Sehr geehrter Herr RA, noch folgende Nach-Fragen:
zu 2. Schenkungen: Ist es egal, zu welchem Anlass die Schenkung erfolgte? Ich meine: da meine Schwester Ihren 50. Geburtstag hatte und auch Silberhochzeit könnte man behaupten, das waren ja Schenkungen aus besonderem Anlass, das hätte nichts mit dem Vermögen zu tun. Ich denke jedoch, nur wenn Vermögen vorhanden ist, kann man auch entsprechend "hohe" Geschenke machen. Gehe ich richtig in der Annahme, dass auch solche Geschenke pflichtteilsergänzend relevant sind?Der Hausrat wurde nicht bewertet.
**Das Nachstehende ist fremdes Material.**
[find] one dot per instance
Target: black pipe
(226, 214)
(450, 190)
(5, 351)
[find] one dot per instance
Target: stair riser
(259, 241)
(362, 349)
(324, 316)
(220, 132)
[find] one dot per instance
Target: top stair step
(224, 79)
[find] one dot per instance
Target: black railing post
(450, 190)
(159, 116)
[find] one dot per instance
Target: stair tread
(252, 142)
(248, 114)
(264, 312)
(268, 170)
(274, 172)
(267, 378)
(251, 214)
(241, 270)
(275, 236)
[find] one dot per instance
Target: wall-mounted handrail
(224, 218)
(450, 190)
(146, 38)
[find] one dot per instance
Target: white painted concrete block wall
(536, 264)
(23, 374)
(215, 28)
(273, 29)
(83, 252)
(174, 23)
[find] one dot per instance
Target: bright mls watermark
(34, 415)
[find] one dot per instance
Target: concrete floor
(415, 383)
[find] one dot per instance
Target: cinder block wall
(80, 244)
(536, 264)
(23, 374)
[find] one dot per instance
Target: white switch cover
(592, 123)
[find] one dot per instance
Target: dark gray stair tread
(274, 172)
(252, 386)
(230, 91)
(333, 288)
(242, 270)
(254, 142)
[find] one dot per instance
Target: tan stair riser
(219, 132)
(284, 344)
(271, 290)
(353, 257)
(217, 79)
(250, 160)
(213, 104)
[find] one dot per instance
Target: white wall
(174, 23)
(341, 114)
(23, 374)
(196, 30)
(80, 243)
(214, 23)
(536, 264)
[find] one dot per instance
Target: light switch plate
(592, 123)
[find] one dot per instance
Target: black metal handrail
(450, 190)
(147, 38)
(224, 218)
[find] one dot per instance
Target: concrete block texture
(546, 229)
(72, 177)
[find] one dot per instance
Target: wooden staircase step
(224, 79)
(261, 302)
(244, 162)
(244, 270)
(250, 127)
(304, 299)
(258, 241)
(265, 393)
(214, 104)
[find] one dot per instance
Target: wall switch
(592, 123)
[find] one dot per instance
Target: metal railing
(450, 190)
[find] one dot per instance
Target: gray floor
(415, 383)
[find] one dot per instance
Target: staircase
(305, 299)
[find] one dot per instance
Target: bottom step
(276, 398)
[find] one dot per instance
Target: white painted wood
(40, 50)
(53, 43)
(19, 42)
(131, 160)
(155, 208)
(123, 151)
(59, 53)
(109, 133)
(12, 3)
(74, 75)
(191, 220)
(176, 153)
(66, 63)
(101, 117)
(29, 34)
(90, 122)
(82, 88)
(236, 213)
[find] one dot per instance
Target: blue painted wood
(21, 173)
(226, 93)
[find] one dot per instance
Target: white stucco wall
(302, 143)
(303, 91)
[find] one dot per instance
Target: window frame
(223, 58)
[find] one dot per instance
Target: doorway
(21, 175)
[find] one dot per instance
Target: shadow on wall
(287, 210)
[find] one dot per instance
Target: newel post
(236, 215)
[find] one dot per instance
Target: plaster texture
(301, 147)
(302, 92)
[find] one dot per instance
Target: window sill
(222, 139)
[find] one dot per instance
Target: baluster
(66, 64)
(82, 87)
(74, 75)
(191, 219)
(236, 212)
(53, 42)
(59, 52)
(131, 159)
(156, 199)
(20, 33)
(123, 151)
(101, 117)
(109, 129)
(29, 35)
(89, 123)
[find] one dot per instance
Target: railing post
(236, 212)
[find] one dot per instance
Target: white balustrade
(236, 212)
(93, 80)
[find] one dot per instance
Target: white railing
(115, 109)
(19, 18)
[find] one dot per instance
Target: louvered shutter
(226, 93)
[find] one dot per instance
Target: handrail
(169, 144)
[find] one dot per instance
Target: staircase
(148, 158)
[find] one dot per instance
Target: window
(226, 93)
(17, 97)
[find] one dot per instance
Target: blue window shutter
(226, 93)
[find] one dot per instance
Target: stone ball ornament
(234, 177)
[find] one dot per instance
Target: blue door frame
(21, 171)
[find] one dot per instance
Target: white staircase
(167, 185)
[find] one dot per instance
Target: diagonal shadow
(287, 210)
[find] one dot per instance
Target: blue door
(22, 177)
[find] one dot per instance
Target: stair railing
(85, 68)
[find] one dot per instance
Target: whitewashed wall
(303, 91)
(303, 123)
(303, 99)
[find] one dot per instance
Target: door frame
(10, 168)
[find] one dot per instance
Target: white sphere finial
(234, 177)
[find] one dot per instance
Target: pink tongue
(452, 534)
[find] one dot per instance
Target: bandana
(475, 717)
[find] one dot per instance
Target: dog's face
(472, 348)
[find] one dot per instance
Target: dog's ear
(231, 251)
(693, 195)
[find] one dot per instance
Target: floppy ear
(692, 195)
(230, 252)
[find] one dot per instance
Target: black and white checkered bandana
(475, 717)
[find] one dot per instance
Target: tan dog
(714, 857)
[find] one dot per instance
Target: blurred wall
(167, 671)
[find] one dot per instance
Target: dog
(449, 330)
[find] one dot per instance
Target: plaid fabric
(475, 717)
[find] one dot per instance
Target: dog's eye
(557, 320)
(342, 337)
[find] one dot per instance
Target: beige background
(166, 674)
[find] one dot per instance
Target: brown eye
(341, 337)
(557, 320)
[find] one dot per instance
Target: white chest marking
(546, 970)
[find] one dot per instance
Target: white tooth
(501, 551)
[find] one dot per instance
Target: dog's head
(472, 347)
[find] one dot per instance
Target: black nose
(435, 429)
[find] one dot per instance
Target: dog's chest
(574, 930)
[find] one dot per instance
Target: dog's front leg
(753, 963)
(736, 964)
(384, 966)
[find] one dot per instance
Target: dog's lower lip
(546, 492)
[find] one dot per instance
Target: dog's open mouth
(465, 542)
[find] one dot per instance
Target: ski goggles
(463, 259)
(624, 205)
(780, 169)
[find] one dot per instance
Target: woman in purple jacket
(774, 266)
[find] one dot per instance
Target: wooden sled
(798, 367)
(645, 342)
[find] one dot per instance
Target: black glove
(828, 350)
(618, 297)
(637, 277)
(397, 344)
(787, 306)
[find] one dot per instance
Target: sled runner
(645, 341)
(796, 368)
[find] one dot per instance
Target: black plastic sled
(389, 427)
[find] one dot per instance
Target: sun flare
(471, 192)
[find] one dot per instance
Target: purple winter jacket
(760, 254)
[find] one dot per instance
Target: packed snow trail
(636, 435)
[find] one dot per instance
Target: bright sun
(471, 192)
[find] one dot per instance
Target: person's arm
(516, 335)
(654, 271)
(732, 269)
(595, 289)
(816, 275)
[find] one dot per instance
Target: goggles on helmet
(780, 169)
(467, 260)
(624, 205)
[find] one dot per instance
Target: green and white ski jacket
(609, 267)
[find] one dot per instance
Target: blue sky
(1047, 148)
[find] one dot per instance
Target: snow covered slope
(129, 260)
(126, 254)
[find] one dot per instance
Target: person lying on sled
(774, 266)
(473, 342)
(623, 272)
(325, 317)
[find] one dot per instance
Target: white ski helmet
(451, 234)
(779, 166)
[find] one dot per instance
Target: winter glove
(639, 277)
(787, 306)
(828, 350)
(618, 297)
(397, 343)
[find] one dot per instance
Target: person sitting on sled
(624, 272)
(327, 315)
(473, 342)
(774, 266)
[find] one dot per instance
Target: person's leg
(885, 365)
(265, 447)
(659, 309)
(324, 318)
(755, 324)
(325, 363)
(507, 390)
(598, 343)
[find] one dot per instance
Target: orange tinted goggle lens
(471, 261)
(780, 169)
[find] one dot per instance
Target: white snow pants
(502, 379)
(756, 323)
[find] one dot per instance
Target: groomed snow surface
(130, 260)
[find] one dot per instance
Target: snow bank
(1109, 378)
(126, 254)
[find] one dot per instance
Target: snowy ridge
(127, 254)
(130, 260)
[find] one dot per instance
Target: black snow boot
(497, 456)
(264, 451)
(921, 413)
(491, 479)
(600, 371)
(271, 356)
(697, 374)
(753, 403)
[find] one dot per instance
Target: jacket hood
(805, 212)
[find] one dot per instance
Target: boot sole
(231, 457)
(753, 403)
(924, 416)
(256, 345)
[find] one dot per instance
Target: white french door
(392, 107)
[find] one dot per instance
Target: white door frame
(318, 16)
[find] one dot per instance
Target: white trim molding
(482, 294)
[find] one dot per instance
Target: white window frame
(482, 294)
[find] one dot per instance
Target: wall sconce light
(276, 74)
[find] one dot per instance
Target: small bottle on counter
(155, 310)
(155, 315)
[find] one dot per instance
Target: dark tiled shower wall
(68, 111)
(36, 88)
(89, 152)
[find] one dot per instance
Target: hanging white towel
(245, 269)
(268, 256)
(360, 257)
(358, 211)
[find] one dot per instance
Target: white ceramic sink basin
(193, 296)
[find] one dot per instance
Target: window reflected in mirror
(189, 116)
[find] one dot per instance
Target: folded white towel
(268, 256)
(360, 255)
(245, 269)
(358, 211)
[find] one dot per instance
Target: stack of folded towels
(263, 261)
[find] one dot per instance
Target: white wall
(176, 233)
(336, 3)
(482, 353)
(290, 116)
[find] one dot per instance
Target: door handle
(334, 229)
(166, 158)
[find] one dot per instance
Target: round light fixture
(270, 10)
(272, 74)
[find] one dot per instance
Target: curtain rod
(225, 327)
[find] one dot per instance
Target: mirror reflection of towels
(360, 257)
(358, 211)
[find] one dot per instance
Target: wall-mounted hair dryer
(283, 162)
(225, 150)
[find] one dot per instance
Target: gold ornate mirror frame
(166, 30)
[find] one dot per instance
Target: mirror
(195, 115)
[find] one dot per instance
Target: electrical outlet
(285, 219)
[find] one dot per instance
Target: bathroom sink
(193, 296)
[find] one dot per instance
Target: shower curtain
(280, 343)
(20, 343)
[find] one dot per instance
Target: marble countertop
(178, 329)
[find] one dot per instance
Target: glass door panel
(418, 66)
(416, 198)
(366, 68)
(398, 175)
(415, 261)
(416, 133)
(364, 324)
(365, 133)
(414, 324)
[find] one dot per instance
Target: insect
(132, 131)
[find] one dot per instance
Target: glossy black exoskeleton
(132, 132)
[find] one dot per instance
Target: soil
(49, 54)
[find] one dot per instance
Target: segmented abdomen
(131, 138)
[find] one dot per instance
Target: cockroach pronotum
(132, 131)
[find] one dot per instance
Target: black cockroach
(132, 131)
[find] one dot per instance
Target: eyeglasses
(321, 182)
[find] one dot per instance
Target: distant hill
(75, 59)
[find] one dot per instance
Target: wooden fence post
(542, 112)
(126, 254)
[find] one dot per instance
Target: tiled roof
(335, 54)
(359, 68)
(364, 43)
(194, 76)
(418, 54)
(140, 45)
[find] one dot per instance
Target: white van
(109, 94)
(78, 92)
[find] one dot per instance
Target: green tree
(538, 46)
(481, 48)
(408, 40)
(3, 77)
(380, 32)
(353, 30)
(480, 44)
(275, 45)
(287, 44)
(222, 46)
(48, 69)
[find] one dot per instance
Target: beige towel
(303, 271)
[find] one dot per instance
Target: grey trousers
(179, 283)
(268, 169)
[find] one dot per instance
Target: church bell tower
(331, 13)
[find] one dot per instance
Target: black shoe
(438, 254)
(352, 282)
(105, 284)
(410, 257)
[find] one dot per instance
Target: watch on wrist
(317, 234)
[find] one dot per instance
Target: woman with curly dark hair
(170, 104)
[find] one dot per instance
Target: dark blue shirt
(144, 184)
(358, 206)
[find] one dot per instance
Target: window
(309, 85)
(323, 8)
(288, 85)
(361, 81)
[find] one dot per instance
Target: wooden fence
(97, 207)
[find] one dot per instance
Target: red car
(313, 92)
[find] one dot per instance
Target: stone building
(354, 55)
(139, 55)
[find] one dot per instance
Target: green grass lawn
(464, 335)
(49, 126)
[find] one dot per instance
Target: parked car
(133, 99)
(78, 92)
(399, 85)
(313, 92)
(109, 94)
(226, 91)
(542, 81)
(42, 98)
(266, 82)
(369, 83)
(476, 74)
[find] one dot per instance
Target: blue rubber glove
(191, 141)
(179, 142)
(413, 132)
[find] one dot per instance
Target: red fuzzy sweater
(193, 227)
Ich weiß, dass dieser keinen hohen Wert hat. Aber kann ich einzelne Stücke zur Bewertung verlangen, z.B. einen Billardtisch mit Restwert, eine Mahagoni-vergoldete Standpendeluhr? Wie sieht es aus mit der Bewertung von im Haushalt befindlichem Goldschmuck? Meine Schwester wollte mir einzelne Schmuckstücke geben, ich möchte das aber nicht, sondern möchte den Gegenwert (Gold/Materialpreis) in Geld. Kann ich das verlangen?Nach Abschluss der Pflichtteilsauszahlung soll ich einen Beleg unterschreiben, auf dem ich den Empfang quittiere und auf weitere Ansprüche verzichte. Muss ich das so unterschreiben? Gilt als Nachweis der Zahlung nicht der Kontoauszug?
Experte:  ra-huettemann hat geantwortet vor 23 Tagen.

Vielen Dank für Ihre Rückmeldung!

Das ist richtig: Schenkungen, die anlässlich etwa eines Geburtstages oder eines anderen besonderen Anlasses erfolgten, unterliegen ebenfalls dem Pflichtteilergänzungsanspruch, sofern diese Schenkungen besonders wertvoll waren.

Ja, als Pflichtteilsberechtigter steht Ihnen (nur) ein Anspruch zu, der auf Geldzahlung gerichtet ist. Sie müssen also einzelne Stücke erst gar nicht entgegennehmen. Dies können Sie notfalls auch einklagen!

Wenn Sie eine objektive Bewertung des Hausrats anzweifeln, können Sie auch Ihrerseits ein Wertgutachten fertigen lassen.

Nein, Sie müssen keinen Beleg unterschreiben, denn der Eingang der Zahlung auf Ihrem Konto reicht in der Tat vollkommen aus.